Monday, January 28, 2013
Public Debt and Private Debt
Our brother Greg is doubtless correct (1) that the public debt must at some point be trimmed, (2) that not to trim it would involve our passing down weighty obligations incurred by ourselves to our political descendants, and (3) that doing that in turn would constitute poor stewardship. Few, if any, would seem to disagree with this chain of observations. Where there is disagreement is on how best to do the job, and over what time horizon.
One thing that it is critical to bear in mind as we consider these two questions is the source of the public debt, for sources of debt typically also are sources of debt-liquidation. President Obama of course inherited the lion's share of the current public debt from the administration that preceeded his -- an administration that told us that 'Reagan showed that deficits don't matter' as it proceeded to slash public revenue and balloon public spending. At least as important, however, is the economy that the President inherited not only from the administration that preceeded his, but also from administrations dating back to the 1970s.
Dating back to the 1970s? Yes. This is particularly important to recognize in view of the frequency with which one encounters observations to the effect that President Clinton's administration put the federal government into surplus and even began paying down the national debt. While those observations concerning the Clinton years are true, they overlook an underlying weakness that was at work during the Clinton years and the earlier Bush, Reagan, and Carter years to boot. This is a weakness that made of the Reagan and Clinton 'prosperity' something of a mirage. It is also that weakness that ultimately brought us the crash we experienced in 2006-09 and, therefore, the growing of the public debt even beyond the unprecedented ballooning that the Bush II administration brought.
The weakness to which I refer is our failure as a nation to keep real incomes among those beneath the top one percent of the national income distribution from growing with productivity. That is in turn partly a function of trade policy, partly a function of education policy, and partly a function of tax policy, among other things. Irrespective of causes, however, the pertinent upshot is that consumer and mortgage debt steadily came to substitute for real income growth among most Americans as a support for growth- and employment-sustaining consumer expenditure. That growing reliance on private debt, in turn, layed the predicate for a classic debt-fueled asset price bubble. Once the credit ran out, of course, the bubble burst. For literally scores of millions of Americans, that meant that variable equity value dropped below fixed debt value. Scores of millions, that is to say, suddenly found themselves financially 'under water,' living in the shadow of debt overhang. The macroeconomy accordingly lurched into Irving Fisher style debt deflation.
The problem with debt deflations is their 'downward-spiraling' dynamic. Debt overhung consumers stop spending. That raises inventories and lowers employment. Lowered employment lowers consumer expenditure yet further, leading to more layoffs, & cet.
This is in turn why public debt always soars during debt deflations. Japan, for example, entered into a debt deflation of its own circa 1992 in the wake of a combined stock and real estate crash of its own much like ours. And Japan is still there - it's 'lost decade' has doubled to two now, and its public debt to GDP ratio is well over twice that of the U.S. right now.
But why has Japan's debt deflation persisted for so long?
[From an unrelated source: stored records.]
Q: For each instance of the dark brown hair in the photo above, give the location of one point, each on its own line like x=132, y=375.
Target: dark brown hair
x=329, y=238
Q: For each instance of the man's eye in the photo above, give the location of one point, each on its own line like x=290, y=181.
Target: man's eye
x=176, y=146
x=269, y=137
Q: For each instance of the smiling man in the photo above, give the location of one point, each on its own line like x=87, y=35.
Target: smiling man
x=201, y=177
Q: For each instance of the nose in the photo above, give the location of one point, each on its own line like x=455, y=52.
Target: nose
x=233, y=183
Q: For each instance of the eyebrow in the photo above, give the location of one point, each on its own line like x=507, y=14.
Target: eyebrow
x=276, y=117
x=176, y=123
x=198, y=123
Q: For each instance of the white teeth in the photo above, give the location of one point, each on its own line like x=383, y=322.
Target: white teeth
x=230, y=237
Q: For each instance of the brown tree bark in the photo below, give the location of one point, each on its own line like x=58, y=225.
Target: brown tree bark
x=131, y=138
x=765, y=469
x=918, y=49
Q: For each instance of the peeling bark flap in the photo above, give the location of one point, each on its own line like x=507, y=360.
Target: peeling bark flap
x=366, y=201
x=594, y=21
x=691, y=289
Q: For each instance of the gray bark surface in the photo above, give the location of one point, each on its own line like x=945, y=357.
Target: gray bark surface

The reply to that question affords guidance to those who would answer the questions with which I opened above. Japan responded quite timidly to its crash. It acted as many misguided politicians now urge the U.S. to do -- with premature austerity. It's easy to see why austerity would yield the effect that it did: again, in the absence of private consumer expenditure, public expenditure must fill in the void until growth is restored. That's what Japan failed to do on sufficient scale, and it's what even we in the U.S. have failed to do up till now. Our 2009 'stimulus' was anemic and too reliant on tax cuts, which debt-overhung consumers simply hoard during depressions like ours.
Of course, neither Japan nor the U.S. -- nor any other nation, for that matter -- can substitute public expenditure for missing private expenditure indefinitely. Hence the public expenditure must be both strategic and combined with other policy measures that can restore private purchasing power and growth. That means significant public infrastructure spending on the one hand, and large scale private debt -- in the U.S., especially mortgage debt -- write-downs on the other hand. In a few subsequent posts, I'll say more specifically what that means where concrete policy measures are concerned.
For purposes of this post, however, the closing point is this: Poorly targeted and/or premature public austerity measures will be self-defeating. They will simply resume recession and thereby lower public revenues further, worsening the public debt in so doing. That is perhaps the most salient entailment, right now, of the well known macroeconomic 'paradox of thrift.'
In conclusion, then, poorly targeted and/or premature public austerity would itself be the worst abuse of our stewardship in which we could engage right now. That would deprive our political descendants of future wealth and leave them with all the more future debt.